I am normally a renegade pattern user. I start to get the gist and I go off on my own tangent. However this time round, I haven’t knitted for a while so I thought I would go pure pattern mojo. I read it to the letter, I stopped and undid rows that were a little wonky. I gave it my best.

Last night I tried on my pattern perfect cardigan and in my husbands words ‘You could fit two of yourself in that thing.’

It was a Pinterest fail to the extreme. It was so large that my family could have camped under it’s canopy.

This morning I chatted away with my husband and he said you just need to unravel it babe and start again.

Start again.

Gahhh.

How easy is it to put our failures aside and hope no one notices?

The back of the cupboard. The bottom shelf.
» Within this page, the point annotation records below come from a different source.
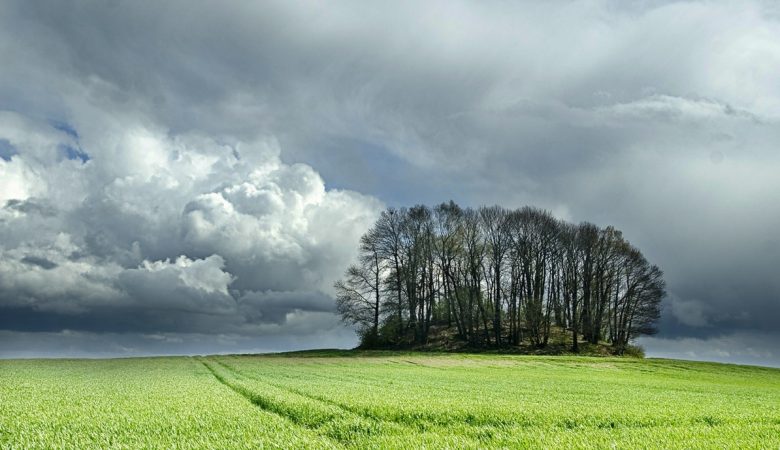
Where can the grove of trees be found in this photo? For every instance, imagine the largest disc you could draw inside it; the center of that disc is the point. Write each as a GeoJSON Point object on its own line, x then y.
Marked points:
{"type": "Point", "coordinates": [497, 278]}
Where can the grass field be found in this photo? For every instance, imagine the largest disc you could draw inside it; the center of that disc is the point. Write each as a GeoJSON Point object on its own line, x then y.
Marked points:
{"type": "Point", "coordinates": [386, 400]}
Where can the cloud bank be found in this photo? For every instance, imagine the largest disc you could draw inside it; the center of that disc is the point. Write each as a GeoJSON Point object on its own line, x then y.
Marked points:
{"type": "Point", "coordinates": [146, 146]}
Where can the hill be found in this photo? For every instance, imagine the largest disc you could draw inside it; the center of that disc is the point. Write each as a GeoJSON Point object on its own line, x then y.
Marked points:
{"type": "Point", "coordinates": [387, 399]}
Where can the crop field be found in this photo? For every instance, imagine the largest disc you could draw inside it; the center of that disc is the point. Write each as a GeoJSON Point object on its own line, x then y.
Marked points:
{"type": "Point", "coordinates": [386, 400]}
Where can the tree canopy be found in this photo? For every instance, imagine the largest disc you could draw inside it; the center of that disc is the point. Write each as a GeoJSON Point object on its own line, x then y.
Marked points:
{"type": "Point", "coordinates": [498, 277]}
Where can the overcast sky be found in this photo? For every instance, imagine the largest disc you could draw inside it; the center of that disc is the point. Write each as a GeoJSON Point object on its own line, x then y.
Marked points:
{"type": "Point", "coordinates": [191, 177]}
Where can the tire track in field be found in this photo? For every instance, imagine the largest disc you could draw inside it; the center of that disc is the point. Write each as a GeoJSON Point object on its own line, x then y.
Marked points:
{"type": "Point", "coordinates": [263, 403]}
{"type": "Point", "coordinates": [345, 408]}
{"type": "Point", "coordinates": [341, 426]}
{"type": "Point", "coordinates": [433, 424]}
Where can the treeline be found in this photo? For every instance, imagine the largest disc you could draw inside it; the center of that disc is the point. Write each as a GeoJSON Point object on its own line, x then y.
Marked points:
{"type": "Point", "coordinates": [498, 277]}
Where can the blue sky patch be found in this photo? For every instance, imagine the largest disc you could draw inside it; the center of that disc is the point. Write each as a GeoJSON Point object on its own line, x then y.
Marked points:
{"type": "Point", "coordinates": [73, 153]}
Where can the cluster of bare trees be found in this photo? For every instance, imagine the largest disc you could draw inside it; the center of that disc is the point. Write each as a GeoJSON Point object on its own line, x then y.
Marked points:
{"type": "Point", "coordinates": [498, 277]}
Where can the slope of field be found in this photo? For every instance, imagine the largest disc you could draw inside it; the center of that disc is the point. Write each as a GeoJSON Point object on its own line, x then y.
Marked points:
{"type": "Point", "coordinates": [386, 400]}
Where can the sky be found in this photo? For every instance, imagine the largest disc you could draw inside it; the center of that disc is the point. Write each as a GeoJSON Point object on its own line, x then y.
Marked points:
{"type": "Point", "coordinates": [191, 177]}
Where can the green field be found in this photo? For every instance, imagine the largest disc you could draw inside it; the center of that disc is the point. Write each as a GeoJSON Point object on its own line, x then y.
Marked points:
{"type": "Point", "coordinates": [386, 400]}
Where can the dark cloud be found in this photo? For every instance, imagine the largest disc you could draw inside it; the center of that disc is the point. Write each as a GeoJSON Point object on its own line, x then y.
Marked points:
{"type": "Point", "coordinates": [141, 134]}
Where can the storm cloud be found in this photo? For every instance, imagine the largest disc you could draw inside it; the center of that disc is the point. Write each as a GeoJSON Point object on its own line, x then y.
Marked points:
{"type": "Point", "coordinates": [187, 170]}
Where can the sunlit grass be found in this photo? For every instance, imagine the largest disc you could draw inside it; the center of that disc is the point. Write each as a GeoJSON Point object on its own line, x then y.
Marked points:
{"type": "Point", "coordinates": [387, 400]}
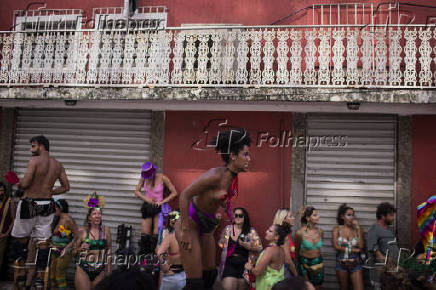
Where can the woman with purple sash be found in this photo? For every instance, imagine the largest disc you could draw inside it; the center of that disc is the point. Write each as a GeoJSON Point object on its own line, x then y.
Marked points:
{"type": "Point", "coordinates": [199, 204]}
{"type": "Point", "coordinates": [153, 185]}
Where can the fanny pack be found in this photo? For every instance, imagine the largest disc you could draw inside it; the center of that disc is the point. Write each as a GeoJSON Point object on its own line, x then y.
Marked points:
{"type": "Point", "coordinates": [207, 224]}
{"type": "Point", "coordinates": [314, 269]}
{"type": "Point", "coordinates": [30, 208]}
{"type": "Point", "coordinates": [348, 263]}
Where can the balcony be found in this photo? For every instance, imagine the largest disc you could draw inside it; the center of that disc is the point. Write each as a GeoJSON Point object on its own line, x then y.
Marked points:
{"type": "Point", "coordinates": [377, 56]}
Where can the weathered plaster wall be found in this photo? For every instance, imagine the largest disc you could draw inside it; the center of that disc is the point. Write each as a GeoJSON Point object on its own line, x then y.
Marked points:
{"type": "Point", "coordinates": [403, 96]}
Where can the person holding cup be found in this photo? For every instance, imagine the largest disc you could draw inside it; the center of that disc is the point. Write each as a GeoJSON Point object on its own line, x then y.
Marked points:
{"type": "Point", "coordinates": [348, 243]}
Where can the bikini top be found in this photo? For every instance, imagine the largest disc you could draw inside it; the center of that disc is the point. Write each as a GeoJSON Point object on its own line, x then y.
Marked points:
{"type": "Point", "coordinates": [232, 193]}
{"type": "Point", "coordinates": [155, 193]}
{"type": "Point", "coordinates": [99, 244]}
{"type": "Point", "coordinates": [307, 246]}
{"type": "Point", "coordinates": [353, 243]}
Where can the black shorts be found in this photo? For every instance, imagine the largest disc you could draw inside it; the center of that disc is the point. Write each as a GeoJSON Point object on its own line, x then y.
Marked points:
{"type": "Point", "coordinates": [235, 266]}
{"type": "Point", "coordinates": [149, 211]}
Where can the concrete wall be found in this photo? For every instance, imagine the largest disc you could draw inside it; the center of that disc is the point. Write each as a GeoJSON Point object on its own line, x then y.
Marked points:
{"type": "Point", "coordinates": [7, 121]}
{"type": "Point", "coordinates": [423, 165]}
{"type": "Point", "coordinates": [404, 178]}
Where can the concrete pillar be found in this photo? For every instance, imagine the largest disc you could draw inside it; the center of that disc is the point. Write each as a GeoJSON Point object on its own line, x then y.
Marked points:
{"type": "Point", "coordinates": [7, 131]}
{"type": "Point", "coordinates": [157, 138]}
{"type": "Point", "coordinates": [298, 166]}
{"type": "Point", "coordinates": [404, 178]}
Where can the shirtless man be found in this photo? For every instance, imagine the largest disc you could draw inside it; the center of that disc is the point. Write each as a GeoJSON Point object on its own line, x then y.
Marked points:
{"type": "Point", "coordinates": [35, 210]}
{"type": "Point", "coordinates": [199, 203]}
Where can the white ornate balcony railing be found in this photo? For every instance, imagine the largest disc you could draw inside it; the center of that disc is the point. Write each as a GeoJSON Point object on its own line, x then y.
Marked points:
{"type": "Point", "coordinates": [371, 56]}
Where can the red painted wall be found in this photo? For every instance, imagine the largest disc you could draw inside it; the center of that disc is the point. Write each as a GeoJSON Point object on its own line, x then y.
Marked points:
{"type": "Point", "coordinates": [247, 12]}
{"type": "Point", "coordinates": [263, 189]}
{"type": "Point", "coordinates": [423, 165]}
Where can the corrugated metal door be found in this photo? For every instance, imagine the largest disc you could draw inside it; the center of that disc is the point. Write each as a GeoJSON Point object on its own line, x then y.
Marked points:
{"type": "Point", "coordinates": [358, 167]}
{"type": "Point", "coordinates": [101, 150]}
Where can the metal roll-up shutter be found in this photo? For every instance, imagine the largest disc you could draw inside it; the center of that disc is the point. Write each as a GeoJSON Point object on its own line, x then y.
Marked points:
{"type": "Point", "coordinates": [358, 168]}
{"type": "Point", "coordinates": [101, 150]}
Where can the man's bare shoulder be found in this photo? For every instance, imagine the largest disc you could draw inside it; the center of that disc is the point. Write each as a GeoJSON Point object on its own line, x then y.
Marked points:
{"type": "Point", "coordinates": [214, 174]}
{"type": "Point", "coordinates": [34, 160]}
{"type": "Point", "coordinates": [55, 161]}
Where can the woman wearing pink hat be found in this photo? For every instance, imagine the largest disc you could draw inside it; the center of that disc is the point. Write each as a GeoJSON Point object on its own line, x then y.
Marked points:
{"type": "Point", "coordinates": [153, 184]}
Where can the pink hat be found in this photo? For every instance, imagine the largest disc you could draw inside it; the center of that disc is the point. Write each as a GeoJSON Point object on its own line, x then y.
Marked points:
{"type": "Point", "coordinates": [148, 170]}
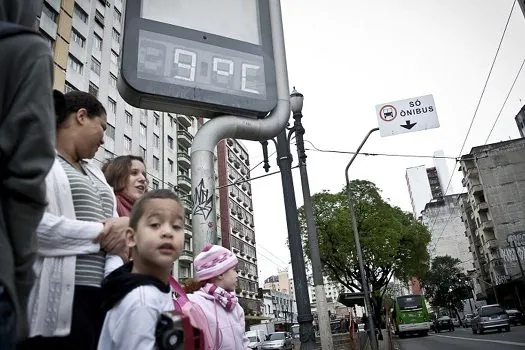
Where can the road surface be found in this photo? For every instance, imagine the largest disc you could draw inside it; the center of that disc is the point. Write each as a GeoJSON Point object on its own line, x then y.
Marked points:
{"type": "Point", "coordinates": [463, 339]}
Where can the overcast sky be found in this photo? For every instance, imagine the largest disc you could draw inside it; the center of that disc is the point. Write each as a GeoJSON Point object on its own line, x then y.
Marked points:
{"type": "Point", "coordinates": [347, 56]}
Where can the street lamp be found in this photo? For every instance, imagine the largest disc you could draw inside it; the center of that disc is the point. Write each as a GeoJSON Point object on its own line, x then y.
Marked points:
{"type": "Point", "coordinates": [284, 160]}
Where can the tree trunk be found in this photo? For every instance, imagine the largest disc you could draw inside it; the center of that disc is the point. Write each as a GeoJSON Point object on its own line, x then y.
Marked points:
{"type": "Point", "coordinates": [377, 305]}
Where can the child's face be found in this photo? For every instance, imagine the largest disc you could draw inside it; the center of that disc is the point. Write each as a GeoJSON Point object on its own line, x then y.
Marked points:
{"type": "Point", "coordinates": [159, 238]}
{"type": "Point", "coordinates": [229, 279]}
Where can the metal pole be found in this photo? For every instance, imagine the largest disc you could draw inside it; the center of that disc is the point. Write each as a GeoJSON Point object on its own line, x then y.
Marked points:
{"type": "Point", "coordinates": [519, 260]}
{"type": "Point", "coordinates": [204, 218]}
{"type": "Point", "coordinates": [304, 312]}
{"type": "Point", "coordinates": [364, 283]}
{"type": "Point", "coordinates": [522, 6]}
{"type": "Point", "coordinates": [317, 272]}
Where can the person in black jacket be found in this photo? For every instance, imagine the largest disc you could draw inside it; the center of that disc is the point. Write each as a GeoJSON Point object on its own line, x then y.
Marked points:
{"type": "Point", "coordinates": [26, 155]}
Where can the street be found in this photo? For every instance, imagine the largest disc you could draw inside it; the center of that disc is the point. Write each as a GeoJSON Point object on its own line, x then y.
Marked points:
{"type": "Point", "coordinates": [462, 338]}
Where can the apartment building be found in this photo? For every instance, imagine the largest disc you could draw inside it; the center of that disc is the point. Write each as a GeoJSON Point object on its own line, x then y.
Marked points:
{"type": "Point", "coordinates": [442, 216]}
{"type": "Point", "coordinates": [85, 39]}
{"type": "Point", "coordinates": [493, 212]}
{"type": "Point", "coordinates": [236, 218]}
{"type": "Point", "coordinates": [427, 183]}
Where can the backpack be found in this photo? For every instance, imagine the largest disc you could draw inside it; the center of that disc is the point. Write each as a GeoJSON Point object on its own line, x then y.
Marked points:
{"type": "Point", "coordinates": [195, 313]}
{"type": "Point", "coordinates": [8, 29]}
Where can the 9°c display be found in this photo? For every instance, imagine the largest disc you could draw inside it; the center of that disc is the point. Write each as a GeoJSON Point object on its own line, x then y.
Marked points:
{"type": "Point", "coordinates": [199, 57]}
{"type": "Point", "coordinates": [175, 60]}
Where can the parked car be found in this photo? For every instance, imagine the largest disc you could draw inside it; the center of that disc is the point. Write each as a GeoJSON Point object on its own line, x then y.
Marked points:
{"type": "Point", "coordinates": [467, 321]}
{"type": "Point", "coordinates": [515, 317]}
{"type": "Point", "coordinates": [256, 338]}
{"type": "Point", "coordinates": [444, 322]}
{"type": "Point", "coordinates": [278, 340]}
{"type": "Point", "coordinates": [490, 317]}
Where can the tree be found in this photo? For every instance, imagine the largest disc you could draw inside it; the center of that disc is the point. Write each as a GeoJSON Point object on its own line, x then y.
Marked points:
{"type": "Point", "coordinates": [393, 242]}
{"type": "Point", "coordinates": [445, 284]}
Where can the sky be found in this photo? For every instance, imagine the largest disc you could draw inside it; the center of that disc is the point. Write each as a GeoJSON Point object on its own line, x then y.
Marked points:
{"type": "Point", "coordinates": [348, 56]}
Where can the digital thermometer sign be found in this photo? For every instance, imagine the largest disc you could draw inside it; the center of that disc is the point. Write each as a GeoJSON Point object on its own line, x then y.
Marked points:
{"type": "Point", "coordinates": [199, 57]}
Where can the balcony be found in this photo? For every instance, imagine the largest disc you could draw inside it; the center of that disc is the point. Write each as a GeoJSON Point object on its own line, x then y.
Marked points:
{"type": "Point", "coordinates": [472, 172]}
{"type": "Point", "coordinates": [491, 244]}
{"type": "Point", "coordinates": [187, 255]}
{"type": "Point", "coordinates": [475, 189]}
{"type": "Point", "coordinates": [184, 183]}
{"type": "Point", "coordinates": [185, 138]}
{"type": "Point", "coordinates": [184, 160]}
{"type": "Point", "coordinates": [487, 225]}
{"type": "Point", "coordinates": [184, 120]}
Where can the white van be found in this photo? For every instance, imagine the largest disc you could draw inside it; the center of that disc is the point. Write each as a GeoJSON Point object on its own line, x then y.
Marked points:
{"type": "Point", "coordinates": [256, 338]}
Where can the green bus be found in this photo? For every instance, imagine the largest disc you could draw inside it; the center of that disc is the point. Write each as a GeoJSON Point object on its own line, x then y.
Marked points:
{"type": "Point", "coordinates": [410, 315]}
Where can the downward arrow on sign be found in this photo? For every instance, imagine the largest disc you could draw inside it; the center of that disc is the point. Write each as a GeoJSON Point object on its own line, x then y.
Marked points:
{"type": "Point", "coordinates": [408, 125]}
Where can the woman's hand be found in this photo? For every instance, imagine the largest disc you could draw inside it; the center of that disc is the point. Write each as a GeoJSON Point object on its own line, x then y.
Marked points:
{"type": "Point", "coordinates": [113, 238]}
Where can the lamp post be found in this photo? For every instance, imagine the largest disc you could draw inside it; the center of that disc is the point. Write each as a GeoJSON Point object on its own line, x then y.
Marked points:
{"type": "Point", "coordinates": [359, 252]}
{"type": "Point", "coordinates": [284, 160]}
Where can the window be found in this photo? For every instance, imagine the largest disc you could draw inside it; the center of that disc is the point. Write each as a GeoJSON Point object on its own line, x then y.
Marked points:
{"type": "Point", "coordinates": [95, 66]}
{"type": "Point", "coordinates": [112, 105]}
{"type": "Point", "coordinates": [116, 35]}
{"type": "Point", "coordinates": [156, 119]}
{"type": "Point", "coordinates": [93, 89]}
{"type": "Point", "coordinates": [79, 39]}
{"type": "Point", "coordinates": [75, 64]}
{"type": "Point", "coordinates": [127, 143]}
{"type": "Point", "coordinates": [110, 132]}
{"type": "Point", "coordinates": [112, 80]}
{"type": "Point", "coordinates": [49, 39]}
{"type": "Point", "coordinates": [49, 12]}
{"type": "Point", "coordinates": [97, 42]}
{"type": "Point", "coordinates": [81, 14]}
{"type": "Point", "coordinates": [156, 163]}
{"type": "Point", "coordinates": [68, 88]}
{"type": "Point", "coordinates": [114, 57]}
{"type": "Point", "coordinates": [117, 16]}
{"type": "Point", "coordinates": [99, 19]}
{"type": "Point", "coordinates": [144, 117]}
{"type": "Point", "coordinates": [129, 118]}
{"type": "Point", "coordinates": [108, 154]}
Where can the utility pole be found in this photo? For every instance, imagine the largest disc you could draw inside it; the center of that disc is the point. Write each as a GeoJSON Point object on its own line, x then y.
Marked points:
{"type": "Point", "coordinates": [359, 253]}
{"type": "Point", "coordinates": [296, 101]}
{"type": "Point", "coordinates": [522, 6]}
{"type": "Point", "coordinates": [519, 260]}
{"type": "Point", "coordinates": [304, 312]}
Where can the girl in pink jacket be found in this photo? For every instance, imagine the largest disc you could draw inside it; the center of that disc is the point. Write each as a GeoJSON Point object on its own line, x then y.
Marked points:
{"type": "Point", "coordinates": [215, 267]}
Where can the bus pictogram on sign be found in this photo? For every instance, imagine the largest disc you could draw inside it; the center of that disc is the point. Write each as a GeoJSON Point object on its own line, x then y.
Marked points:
{"type": "Point", "coordinates": [388, 113]}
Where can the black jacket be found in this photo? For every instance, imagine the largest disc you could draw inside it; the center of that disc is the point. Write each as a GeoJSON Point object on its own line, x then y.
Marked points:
{"type": "Point", "coordinates": [27, 132]}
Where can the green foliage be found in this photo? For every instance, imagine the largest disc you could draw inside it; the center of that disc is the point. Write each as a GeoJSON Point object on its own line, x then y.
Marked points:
{"type": "Point", "coordinates": [445, 285]}
{"type": "Point", "coordinates": [393, 242]}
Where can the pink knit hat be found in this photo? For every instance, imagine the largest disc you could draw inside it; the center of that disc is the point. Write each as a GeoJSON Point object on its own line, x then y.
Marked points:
{"type": "Point", "coordinates": [213, 261]}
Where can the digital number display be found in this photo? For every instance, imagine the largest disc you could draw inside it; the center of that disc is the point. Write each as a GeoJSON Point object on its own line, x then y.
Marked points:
{"type": "Point", "coordinates": [198, 65]}
{"type": "Point", "coordinates": [236, 19]}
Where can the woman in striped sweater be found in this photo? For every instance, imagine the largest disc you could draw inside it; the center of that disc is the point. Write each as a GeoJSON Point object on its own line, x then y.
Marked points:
{"type": "Point", "coordinates": [80, 238]}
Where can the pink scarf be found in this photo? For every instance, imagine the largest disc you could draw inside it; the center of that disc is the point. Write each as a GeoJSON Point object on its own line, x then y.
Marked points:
{"type": "Point", "coordinates": [228, 300]}
{"type": "Point", "coordinates": [124, 205]}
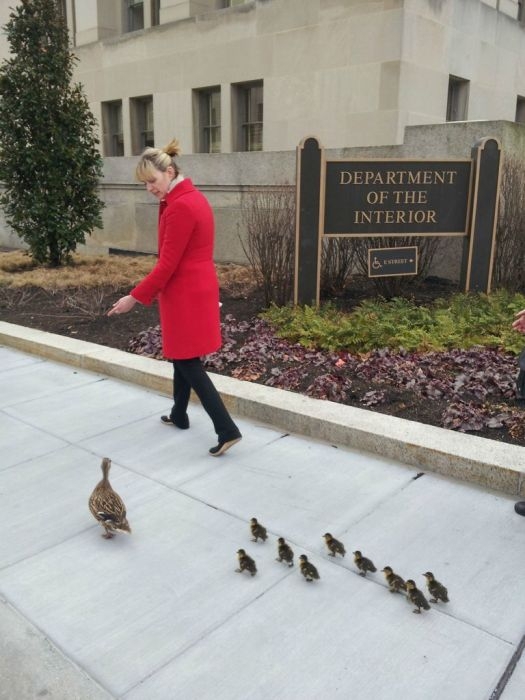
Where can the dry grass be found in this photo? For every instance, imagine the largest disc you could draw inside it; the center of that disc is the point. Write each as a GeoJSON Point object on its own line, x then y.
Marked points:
{"type": "Point", "coordinates": [18, 270]}
{"type": "Point", "coordinates": [90, 271]}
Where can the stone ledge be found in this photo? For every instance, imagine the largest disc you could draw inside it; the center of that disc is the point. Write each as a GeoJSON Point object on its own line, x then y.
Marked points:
{"type": "Point", "coordinates": [477, 460]}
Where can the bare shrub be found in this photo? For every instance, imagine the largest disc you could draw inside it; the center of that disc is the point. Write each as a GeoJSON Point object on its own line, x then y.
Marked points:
{"type": "Point", "coordinates": [337, 263]}
{"type": "Point", "coordinates": [509, 262]}
{"type": "Point", "coordinates": [389, 287]}
{"type": "Point", "coordinates": [269, 217]}
{"type": "Point", "coordinates": [87, 302]}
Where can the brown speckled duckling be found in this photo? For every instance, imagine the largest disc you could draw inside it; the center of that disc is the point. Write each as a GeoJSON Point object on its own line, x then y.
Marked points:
{"type": "Point", "coordinates": [436, 589]}
{"type": "Point", "coordinates": [363, 564]}
{"type": "Point", "coordinates": [257, 530]}
{"type": "Point", "coordinates": [395, 582]}
{"type": "Point", "coordinates": [334, 546]}
{"type": "Point", "coordinates": [246, 563]}
{"type": "Point", "coordinates": [308, 570]}
{"type": "Point", "coordinates": [415, 597]}
{"type": "Point", "coordinates": [284, 551]}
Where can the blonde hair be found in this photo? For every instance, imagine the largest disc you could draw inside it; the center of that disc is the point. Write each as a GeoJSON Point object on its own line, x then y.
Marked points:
{"type": "Point", "coordinates": [153, 159]}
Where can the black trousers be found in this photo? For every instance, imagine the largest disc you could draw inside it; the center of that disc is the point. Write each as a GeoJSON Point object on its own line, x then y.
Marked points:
{"type": "Point", "coordinates": [190, 374]}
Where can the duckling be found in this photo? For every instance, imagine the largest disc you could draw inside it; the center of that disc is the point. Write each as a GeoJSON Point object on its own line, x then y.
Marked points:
{"type": "Point", "coordinates": [246, 563]}
{"type": "Point", "coordinates": [107, 506]}
{"type": "Point", "coordinates": [363, 564]}
{"type": "Point", "coordinates": [308, 570]}
{"type": "Point", "coordinates": [334, 546]}
{"type": "Point", "coordinates": [415, 597]}
{"type": "Point", "coordinates": [437, 590]}
{"type": "Point", "coordinates": [284, 551]}
{"type": "Point", "coordinates": [257, 530]}
{"type": "Point", "coordinates": [395, 582]}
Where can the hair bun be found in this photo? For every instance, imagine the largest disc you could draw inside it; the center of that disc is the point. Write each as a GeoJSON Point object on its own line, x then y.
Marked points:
{"type": "Point", "coordinates": [173, 148]}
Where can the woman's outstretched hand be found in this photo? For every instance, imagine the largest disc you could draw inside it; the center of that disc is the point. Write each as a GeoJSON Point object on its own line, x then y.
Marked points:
{"type": "Point", "coordinates": [123, 305]}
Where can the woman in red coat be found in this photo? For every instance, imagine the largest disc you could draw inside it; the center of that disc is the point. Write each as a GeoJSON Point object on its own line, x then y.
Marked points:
{"type": "Point", "coordinates": [184, 282]}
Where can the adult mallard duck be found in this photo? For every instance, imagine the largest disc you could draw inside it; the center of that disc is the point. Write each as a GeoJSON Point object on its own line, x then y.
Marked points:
{"type": "Point", "coordinates": [107, 506]}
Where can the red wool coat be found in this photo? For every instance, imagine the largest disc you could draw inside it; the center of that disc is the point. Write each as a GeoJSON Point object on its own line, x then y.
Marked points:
{"type": "Point", "coordinates": [184, 279]}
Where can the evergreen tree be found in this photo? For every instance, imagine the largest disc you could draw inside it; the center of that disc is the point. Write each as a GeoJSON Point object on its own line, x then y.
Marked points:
{"type": "Point", "coordinates": [49, 161]}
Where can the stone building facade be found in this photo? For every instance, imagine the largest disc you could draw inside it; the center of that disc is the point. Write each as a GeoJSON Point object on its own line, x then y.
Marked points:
{"type": "Point", "coordinates": [241, 82]}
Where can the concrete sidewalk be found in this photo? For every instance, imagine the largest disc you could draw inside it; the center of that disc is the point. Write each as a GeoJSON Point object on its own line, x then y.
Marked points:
{"type": "Point", "coordinates": [162, 613]}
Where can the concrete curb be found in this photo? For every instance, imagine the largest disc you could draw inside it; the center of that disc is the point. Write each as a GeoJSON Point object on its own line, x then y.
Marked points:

Sometimes even the sulo bin out of frustration.

One of the greatest lessons as a creative is somedays our pursuits just don’t work and we need to unravel our work and start again.

From the beginning.

Sometimes we need to do that with our lives.

Sometimes we need to do this with relationships.

Sometimes we need to do this with our major work projects.

As painful as it is to unravel, delete, ask forgiveness, start again.

It can be the best thing for us.

We learn lessons.

We move on.

We are humbled.

We grow.

What project do you need to unravel and start again?

What creative pursuit have you let go of because you failed?

Go on unravel it and start again.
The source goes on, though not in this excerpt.